The interventions had some apparent effect, in some cases. For example, students who earned an A-minus rated their course significantly more positively when provided the high-stakes introductory language compared to students completing the standard (no intervention) survey. Yet there was no consistent positive effect across students: those who got a B, for instance, rated their course significantly more negatively—yes, negatively—when provided the implicit bias text.
The authors caution that their results should not be read to imply that student grades are the only—or even most important—predictor of student course evaluations, as grades explain less than 5 percent of the variation in student evaluation scores in their data. It’s possible that instructional quality does factor in, but that’s not sufficiently clear, they say.
At minimum, the study says, “our results suggest that supporters of student evaluations should face the burden of proof to show that evaluations measure and incentivize desirable teaching practices that promote students’ long-term success.”
The second part of Kogan’s working paper, which has already been published in its own right in Applied Economic Perspectives and Policy, was inspired by a separate 2019 study that found relatively simple changes to the language used in SETs can make a positive impact in assessments of female professors, reducing the well-documented problem of gender bias in evaluations. Yet even at the time, the authors of that other paper warned that if their intervention was widely adopted, the positive effect for female professors could wear off as students adjusted and transferred their biases to the new system.

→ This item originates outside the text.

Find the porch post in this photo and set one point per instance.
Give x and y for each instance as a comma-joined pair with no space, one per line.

David A. M. Peterson, Lucken Professor of Political Science at Iowa State University, co-wrote the 2019 paper that inspired the intervention piece of Kogan’s study, and he said that both of Kogan’s analyses are “remarkably well done.”
The data that Kogan and his colleagues were able to access are “substantially better than ours,” in terms of sample size and more, he added. “It really makes me think that our results were outliers and do not replicate.”
Peterson also said he agreed with the “general conclusion that we won’t be able to tweak our way out of these issues. There are fundamental issues in SETs that universities are delinquent if they don’t address.” If a university “wants to take teaching and the evaluation of teaching seriously,” he continued, it needs a “more holistic and less biased set of metrics for evaluating faculty.”